What will be announced is not yet clear. In a city where various airlines’ levels of service have recently fluctuated, this time the news on the way is understood to be good for travellers.
An advisory from Air Canada stated that one of the airline’s executives will be joined in Yellowknife by the city’s mayor, Rebecca Alty, NWT infrastructure minister Diane Archie and NWT Tourism boss Donna Lee Demarcke. (In a later amendment, after this article was first published, Air Canada said tourism minister Caroline Wawzonek would attend, not Archie.)

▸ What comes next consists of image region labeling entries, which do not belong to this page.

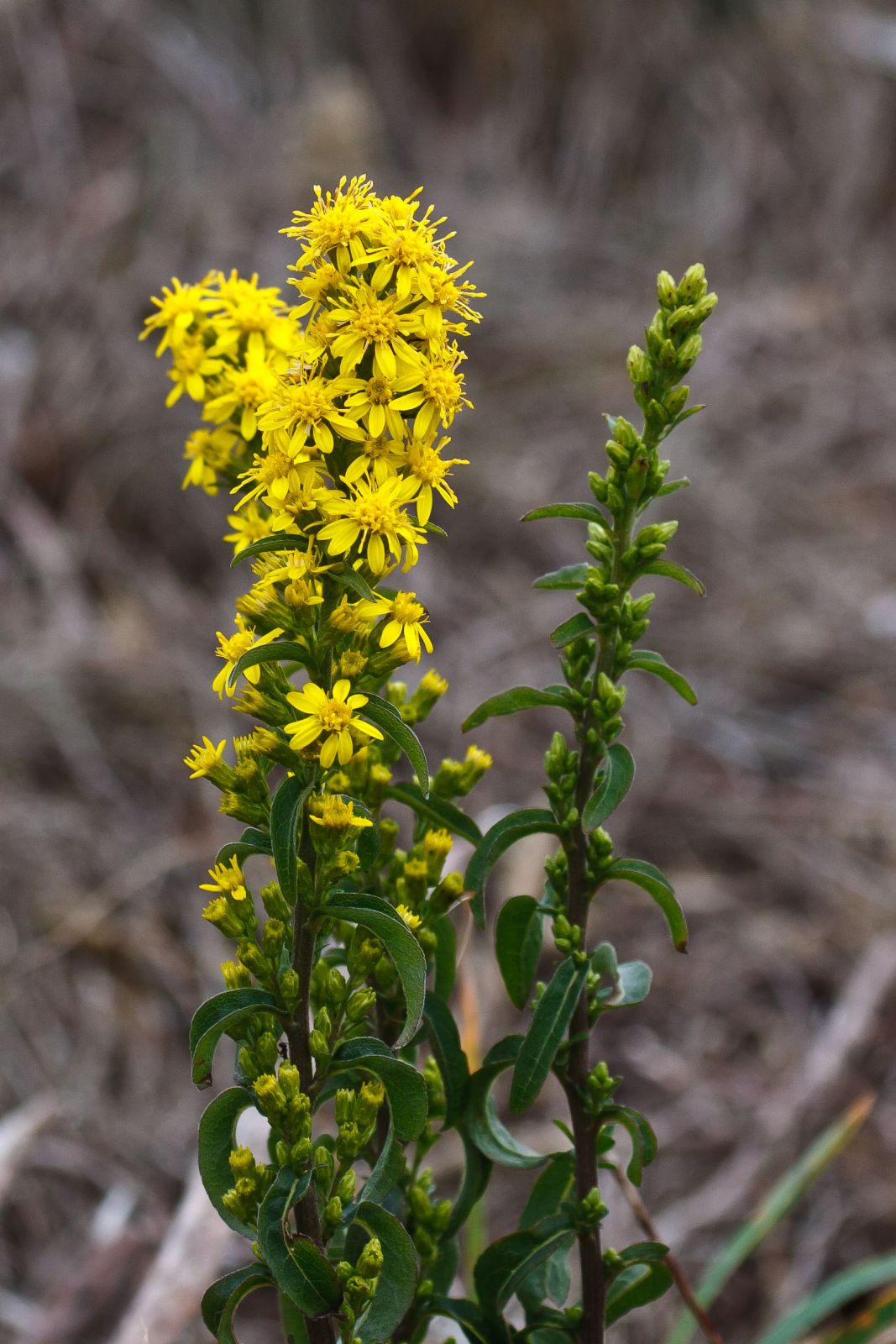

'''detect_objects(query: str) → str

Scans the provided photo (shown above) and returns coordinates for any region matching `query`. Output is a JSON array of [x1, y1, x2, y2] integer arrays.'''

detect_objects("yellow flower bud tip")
[[184, 737, 227, 780], [199, 855, 247, 900], [311, 797, 374, 831]]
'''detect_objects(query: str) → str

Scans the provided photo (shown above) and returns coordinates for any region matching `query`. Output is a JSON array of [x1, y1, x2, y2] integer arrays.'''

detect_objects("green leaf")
[[641, 560, 706, 596], [511, 957, 589, 1116], [230, 533, 302, 570], [757, 1254, 896, 1344], [258, 1167, 343, 1317], [599, 1105, 657, 1185], [532, 564, 589, 591], [464, 808, 560, 929], [199, 1087, 255, 1242], [473, 1214, 575, 1315], [826, 1290, 896, 1344], [551, 612, 598, 649], [190, 990, 282, 1087], [582, 742, 634, 831], [446, 1125, 491, 1236], [432, 916, 457, 1003], [605, 1261, 672, 1326], [270, 774, 313, 906], [326, 891, 426, 1050], [385, 784, 482, 845], [602, 858, 688, 952], [200, 1261, 274, 1344], [626, 649, 697, 704], [227, 640, 314, 685], [349, 1201, 419, 1344], [668, 1097, 873, 1344], [423, 995, 470, 1129], [466, 1037, 551, 1169], [495, 896, 544, 1008], [333, 1037, 428, 1142], [359, 692, 430, 797], [520, 504, 607, 527], [461, 685, 572, 732]]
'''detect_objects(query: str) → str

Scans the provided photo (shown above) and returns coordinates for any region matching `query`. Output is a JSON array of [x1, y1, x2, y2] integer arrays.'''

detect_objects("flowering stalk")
[[464, 266, 716, 1344], [145, 177, 490, 1344]]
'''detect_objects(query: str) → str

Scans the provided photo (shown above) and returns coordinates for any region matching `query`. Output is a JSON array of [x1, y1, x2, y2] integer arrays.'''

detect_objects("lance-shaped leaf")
[[200, 1261, 274, 1344], [461, 685, 572, 732], [629, 649, 697, 704], [199, 1087, 255, 1242], [464, 1037, 551, 1169], [551, 612, 598, 649], [333, 1037, 428, 1142], [532, 564, 591, 591], [215, 827, 271, 867], [423, 995, 470, 1129], [520, 504, 607, 527], [495, 896, 544, 1008], [190, 990, 282, 1087], [582, 742, 634, 831], [602, 858, 688, 952], [385, 784, 482, 845], [473, 1214, 575, 1315], [258, 1167, 343, 1319], [641, 560, 706, 596], [318, 891, 426, 1050], [446, 1125, 491, 1236], [270, 774, 313, 906], [359, 692, 430, 797], [347, 1201, 419, 1344], [599, 1105, 657, 1185], [464, 808, 560, 929], [227, 640, 307, 685], [511, 957, 589, 1116]]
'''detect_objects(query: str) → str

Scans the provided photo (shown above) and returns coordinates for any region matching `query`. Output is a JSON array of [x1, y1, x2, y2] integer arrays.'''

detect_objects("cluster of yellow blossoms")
[[144, 177, 482, 771]]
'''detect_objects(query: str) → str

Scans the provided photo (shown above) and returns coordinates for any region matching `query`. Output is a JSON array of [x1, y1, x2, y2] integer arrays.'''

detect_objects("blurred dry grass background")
[[0, 0, 896, 1344]]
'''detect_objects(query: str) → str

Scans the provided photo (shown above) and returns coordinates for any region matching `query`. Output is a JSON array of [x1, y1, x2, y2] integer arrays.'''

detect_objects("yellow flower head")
[[285, 679, 383, 769]]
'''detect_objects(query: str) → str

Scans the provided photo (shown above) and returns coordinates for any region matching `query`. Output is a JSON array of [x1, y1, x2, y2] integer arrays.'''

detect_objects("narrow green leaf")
[[641, 560, 706, 596], [473, 1214, 575, 1315], [464, 808, 560, 927], [349, 1201, 419, 1344], [757, 1254, 896, 1344], [258, 1167, 343, 1319], [551, 612, 598, 649], [318, 891, 426, 1050], [532, 564, 589, 591], [668, 1097, 873, 1344], [432, 916, 457, 1003], [464, 1037, 551, 1169], [385, 784, 482, 845], [626, 649, 697, 704], [511, 957, 589, 1116], [230, 533, 302, 570], [520, 504, 607, 527], [199, 1261, 274, 1344], [605, 1261, 672, 1326], [602, 858, 688, 952], [270, 774, 312, 906], [495, 896, 544, 1008], [190, 990, 282, 1087], [199, 1087, 255, 1242], [582, 742, 634, 831], [461, 685, 572, 732], [333, 1037, 428, 1142], [423, 995, 470, 1129], [227, 640, 307, 685], [359, 694, 430, 797]]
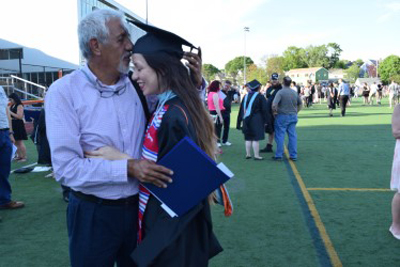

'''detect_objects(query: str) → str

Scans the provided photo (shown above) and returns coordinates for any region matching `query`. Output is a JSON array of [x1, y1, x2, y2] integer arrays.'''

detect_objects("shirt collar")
[[81, 63, 128, 91]]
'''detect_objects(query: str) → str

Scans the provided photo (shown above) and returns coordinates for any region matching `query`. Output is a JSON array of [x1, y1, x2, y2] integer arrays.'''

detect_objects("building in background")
[[0, 0, 145, 90], [286, 67, 329, 85]]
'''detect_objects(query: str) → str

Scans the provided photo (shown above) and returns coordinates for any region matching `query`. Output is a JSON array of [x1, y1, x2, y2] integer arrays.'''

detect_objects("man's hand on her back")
[[183, 47, 203, 87], [128, 159, 173, 188]]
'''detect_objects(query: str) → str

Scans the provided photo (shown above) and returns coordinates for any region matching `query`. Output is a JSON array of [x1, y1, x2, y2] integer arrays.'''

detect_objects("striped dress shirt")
[[45, 65, 146, 199]]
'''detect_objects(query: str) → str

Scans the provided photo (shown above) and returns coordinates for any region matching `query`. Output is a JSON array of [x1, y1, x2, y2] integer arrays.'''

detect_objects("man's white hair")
[[78, 9, 129, 59]]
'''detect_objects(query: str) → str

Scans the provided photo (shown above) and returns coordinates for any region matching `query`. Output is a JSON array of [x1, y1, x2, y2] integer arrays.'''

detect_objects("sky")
[[0, 0, 400, 69], [118, 0, 400, 69]]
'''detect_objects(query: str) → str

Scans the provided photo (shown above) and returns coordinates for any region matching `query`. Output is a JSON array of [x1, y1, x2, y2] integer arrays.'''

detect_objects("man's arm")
[[6, 106, 15, 144], [45, 83, 128, 188]]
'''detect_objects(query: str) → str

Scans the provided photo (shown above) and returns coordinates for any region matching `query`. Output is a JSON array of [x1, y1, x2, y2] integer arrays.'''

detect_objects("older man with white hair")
[[45, 10, 201, 267]]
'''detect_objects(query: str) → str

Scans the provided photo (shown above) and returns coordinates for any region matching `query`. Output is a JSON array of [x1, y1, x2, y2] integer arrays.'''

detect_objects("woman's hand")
[[85, 146, 132, 160], [183, 47, 203, 87]]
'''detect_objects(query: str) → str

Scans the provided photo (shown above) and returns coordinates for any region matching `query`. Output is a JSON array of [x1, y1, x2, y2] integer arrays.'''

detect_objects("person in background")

Air Canada has rarely held this kind of staged announcement in Yellowknife.
More: This announcement has now been made, here’s what’s happening
The airline, like rival WestJet, has had an on-off relationship with the territorial capital in recent years, largely driven by the impacts of the Covid-19 pandemic on both air travel and northern tourism.
At the start of 2021, Air Canada dropped all service to Yellowknife – citing “the effect of stifled demand from ongoing travel restrictions and blanket quarantine rules” – before gradually resuming flights later that summer as restrictions began to ease.
Direct Air Canada flights from Yellowknife to Edmonton and Vancouver resumed in 2022, only for the airline to suspend direct flights to Calgary and Edmonton in September last year, leaving many of its passengers facing a cross-Canada slog to Vancouver for flights to and from the NWT.
Air Canada non-stop service to Edmonton has since returned. The Calgary route remains out of commission but Canadian North moved to fill that gap earlier this year, launching its own direct Calgary-Yellowknife service, a route also served by WestJet.